I was happy in my ignorance believing that PVRTC images were 4 or 2 bits per channel. That sounded plausible. It would give 4+4+4+4 (16 bit) or 2+2+2+2 (8 bit) textures, that would have 2^16 (65536) and 2^8 (256) color depth respectively. But reading through some documents about PVRTC, I suddenly realized that it said 4 bpp (and 2 bpp), i.e. 4 bits per pixel. Confusion and madness entered my world.

What?! 4 bits? Per pixel? But that's just 1 bit per channel! (And don't even get me started on the 2 bit one, that one was far too weird for my brain to grasp at the moment.) Some moments into this agonizing reality, I came to understand this wasn't so real after all. Apparently, when saying 4 bpp, it's referring to the compression, and not the color depth. Phew, I wasn't not mad, after all.
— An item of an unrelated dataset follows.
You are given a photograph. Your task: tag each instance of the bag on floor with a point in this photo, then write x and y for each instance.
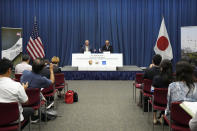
(51, 114)
(69, 97)
(75, 96)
But then I started to wonder: what color depth do these images have then, after decompression? I tried to look this information up, but apparently it's not considered important to mention (or I'm just bad at finding info).

The fact that PVRTC compressed images don't seem give any visible artifacts in OpenGLES with the pixel format RGBA4444 would suggest they're 16 bit (using 32 bit png images with the pixel format RGBA4444 in OpenGLES on the iPhone gives very visible artifacts).

+1  A: 

According to the paper http://web.onetel.net.uk/~simonnihal/assorted3d/fenney03texcomp.pdf the final output of the decompressor is 8 bits per channel.

Mark Ransom
Intriguing. How come the 32 bit PNGs get artifacts, but the PVRs don't? (I'm using cocos2d for iphone.)
quano
I wish I had some inside knowledge to help answer that, but I can't.